At the heart of the mitzvah stands דָּבָר — speech — because Torah treats words as morally consequential acts. רכילות reveals that language does not merely describe relationships after the fact; it actively reshapes them. A Jew formed by this mitzvah becomes more aware that what exits the mouth can either preserve human dignity or quietly erode it.

Gossip/Slander - לָשׁוֹן הָרָע

Although רכילות and לשון הרע are not identical categories, this canonical tag rightly belongs here because the mitzvah lives within Torah’s broader system of forbidden speech. The shared principle is that speech may be true and still be prohibited when it degrades, harms, circulates disgrace, or destabilizes relationships.

Between a person and their fellow - בֵּין אָדָם לַחֲבֵרוֹ

This mitzvah is a direct expression of בין אדם לחברו because it governs how one Jew handles another Jew’s name, dignity, and relational standing. The prohibition teaches that responsibility to others includes not only what one does to them physically or financially, but what one sets in motion about them verbally.

Community – קְהִלָּה

קהילה is protected by this mitzvah because no community can remain healthy when private tensions are constantly verbalized into public circulation. Tale-bearing turns ordinary weakness into shared distrust. Restraint in speech therefore becomes one of the hidden foundations of communal stability.

Kindness - חֶסֶד

A deeper layer of חסד appears when a person refuses to turn another Jew’s vulnerability into material for conversation. Kindness here is not dramatic generosity but disciplined refusal to exploit access, knowledge, or grievance at someone else’s expense.

Thought – מַחֲשָׁבָה

The mitzvah engages מחשבה because harmful speech is usually born before it is spoken. One first interprets, frames, edits, and relives an event inwardly; only then does it travel outward.
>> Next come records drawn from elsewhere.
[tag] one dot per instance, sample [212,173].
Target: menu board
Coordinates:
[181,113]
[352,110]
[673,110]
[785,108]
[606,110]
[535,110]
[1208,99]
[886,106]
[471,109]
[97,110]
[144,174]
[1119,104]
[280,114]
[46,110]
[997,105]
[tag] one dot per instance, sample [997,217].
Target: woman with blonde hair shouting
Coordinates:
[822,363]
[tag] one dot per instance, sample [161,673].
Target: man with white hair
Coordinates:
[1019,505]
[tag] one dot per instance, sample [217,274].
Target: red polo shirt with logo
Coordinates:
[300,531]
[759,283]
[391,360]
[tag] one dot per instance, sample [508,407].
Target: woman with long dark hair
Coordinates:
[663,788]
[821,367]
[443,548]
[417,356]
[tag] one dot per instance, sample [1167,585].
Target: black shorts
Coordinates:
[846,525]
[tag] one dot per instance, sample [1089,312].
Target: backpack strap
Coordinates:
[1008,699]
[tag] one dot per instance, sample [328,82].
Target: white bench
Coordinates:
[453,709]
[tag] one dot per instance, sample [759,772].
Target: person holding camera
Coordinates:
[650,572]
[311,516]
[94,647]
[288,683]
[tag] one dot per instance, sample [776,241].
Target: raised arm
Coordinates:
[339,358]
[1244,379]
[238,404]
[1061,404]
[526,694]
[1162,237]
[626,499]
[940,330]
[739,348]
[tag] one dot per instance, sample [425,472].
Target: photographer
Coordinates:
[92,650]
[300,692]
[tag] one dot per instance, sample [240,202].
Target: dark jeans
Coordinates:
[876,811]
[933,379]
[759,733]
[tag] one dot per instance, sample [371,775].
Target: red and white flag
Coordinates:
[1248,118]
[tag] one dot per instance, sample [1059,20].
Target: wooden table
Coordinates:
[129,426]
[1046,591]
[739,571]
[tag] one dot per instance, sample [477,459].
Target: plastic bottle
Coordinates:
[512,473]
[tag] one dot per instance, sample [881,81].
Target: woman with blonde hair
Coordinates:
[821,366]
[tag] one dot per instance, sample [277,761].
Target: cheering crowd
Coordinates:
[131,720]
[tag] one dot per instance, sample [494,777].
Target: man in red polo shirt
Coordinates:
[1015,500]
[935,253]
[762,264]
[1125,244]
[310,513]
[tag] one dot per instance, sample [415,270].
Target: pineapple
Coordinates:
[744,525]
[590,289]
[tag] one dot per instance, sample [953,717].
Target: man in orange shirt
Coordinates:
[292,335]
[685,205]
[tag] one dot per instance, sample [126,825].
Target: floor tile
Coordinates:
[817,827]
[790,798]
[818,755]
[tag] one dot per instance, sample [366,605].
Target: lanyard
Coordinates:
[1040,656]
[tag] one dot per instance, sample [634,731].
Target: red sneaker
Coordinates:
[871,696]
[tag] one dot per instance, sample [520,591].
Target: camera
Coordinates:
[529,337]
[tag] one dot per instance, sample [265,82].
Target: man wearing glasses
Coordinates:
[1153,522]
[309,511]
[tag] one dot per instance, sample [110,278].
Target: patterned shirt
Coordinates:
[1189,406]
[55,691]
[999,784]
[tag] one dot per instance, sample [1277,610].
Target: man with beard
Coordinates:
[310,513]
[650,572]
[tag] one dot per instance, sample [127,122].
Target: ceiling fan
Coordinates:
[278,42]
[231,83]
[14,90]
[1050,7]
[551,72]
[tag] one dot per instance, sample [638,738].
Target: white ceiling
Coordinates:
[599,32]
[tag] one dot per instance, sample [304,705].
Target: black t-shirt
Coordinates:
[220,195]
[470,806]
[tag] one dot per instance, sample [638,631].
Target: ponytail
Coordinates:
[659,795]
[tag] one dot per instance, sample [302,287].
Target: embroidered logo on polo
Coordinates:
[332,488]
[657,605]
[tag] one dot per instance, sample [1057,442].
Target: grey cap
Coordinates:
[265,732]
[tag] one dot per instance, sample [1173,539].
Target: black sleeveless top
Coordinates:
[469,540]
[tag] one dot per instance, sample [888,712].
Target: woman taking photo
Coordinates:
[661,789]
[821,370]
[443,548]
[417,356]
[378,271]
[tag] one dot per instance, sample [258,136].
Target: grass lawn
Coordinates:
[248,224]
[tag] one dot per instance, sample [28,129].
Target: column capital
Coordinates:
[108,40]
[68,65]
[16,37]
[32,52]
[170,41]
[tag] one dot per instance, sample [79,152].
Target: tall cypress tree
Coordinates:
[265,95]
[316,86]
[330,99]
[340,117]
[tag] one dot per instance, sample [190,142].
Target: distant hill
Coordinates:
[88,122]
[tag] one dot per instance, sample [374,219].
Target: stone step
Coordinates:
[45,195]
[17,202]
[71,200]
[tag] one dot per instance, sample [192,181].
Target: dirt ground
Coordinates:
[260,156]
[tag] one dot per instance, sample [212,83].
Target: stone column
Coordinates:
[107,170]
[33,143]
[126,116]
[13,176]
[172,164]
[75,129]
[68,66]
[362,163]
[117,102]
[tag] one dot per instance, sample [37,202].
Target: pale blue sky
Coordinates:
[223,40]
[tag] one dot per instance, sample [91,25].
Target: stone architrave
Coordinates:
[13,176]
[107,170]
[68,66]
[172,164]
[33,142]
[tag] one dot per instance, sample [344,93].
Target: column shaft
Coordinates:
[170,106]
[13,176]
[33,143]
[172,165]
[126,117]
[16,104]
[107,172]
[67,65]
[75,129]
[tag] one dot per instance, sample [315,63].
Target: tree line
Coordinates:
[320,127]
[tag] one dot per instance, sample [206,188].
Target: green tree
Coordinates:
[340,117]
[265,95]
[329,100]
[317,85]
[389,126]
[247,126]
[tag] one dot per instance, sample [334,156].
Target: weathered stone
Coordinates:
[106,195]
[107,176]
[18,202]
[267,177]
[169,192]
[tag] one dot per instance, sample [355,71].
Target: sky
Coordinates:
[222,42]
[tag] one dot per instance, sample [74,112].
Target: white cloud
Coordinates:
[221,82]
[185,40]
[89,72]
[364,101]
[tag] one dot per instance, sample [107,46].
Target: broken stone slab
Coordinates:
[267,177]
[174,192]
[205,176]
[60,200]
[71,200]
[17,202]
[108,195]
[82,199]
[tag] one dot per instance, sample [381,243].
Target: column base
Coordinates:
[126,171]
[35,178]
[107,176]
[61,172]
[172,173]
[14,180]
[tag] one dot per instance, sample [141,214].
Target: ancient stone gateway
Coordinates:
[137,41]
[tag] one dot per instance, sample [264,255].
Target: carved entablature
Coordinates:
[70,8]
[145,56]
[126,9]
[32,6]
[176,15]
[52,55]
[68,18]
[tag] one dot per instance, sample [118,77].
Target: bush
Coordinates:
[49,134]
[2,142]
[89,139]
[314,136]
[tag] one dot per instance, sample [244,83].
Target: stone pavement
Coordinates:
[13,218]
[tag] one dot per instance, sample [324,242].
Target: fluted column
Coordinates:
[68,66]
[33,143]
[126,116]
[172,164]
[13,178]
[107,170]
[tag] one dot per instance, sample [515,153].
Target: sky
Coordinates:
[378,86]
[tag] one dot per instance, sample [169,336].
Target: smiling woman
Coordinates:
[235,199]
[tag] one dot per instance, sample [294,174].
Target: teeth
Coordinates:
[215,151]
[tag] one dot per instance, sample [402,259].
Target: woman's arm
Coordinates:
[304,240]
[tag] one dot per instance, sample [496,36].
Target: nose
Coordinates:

Guarding against רכילות therefore requires a more governed inner life, not only a more controlled tongue.

Justice – צֶדֶק

There is a quiet demand of צדק within this prohibition. Gossip often presents a partial truth as though it were the whole truth, or relocates information into a setting where it cannot be fairly received. The mitzvah trains a person away from that distortion and toward a more just handling of another human being’s reality.

Reverence – יִרְאַת שָׁמַיִם

Yiras Shamayim enters here because a person restrains gossip precisely when he knows that Heaven judges speech even when society excuses it. The prohibition educates conscience to remain active in moments that feel casual, private, and socially unimportant.

Holiness – קְדֻשָּׁה

Its location in Kedoshim teaches that קדושה includes the sanctification of social space. Holiness is not only achieved through ritual precision or private elevation. It also depends on whether human speech makes a camp fit for the Shechinah or unfit for trust.

Humility - עֲנָוָה

ענוה is strengthened when a person no longer assumes he has the right to carry, interpret, and redistribute every piece of human information that passes before him. Tale-bearing usually rests on an inflated sense of one’s entitlement to speak. Humility places a boundary there.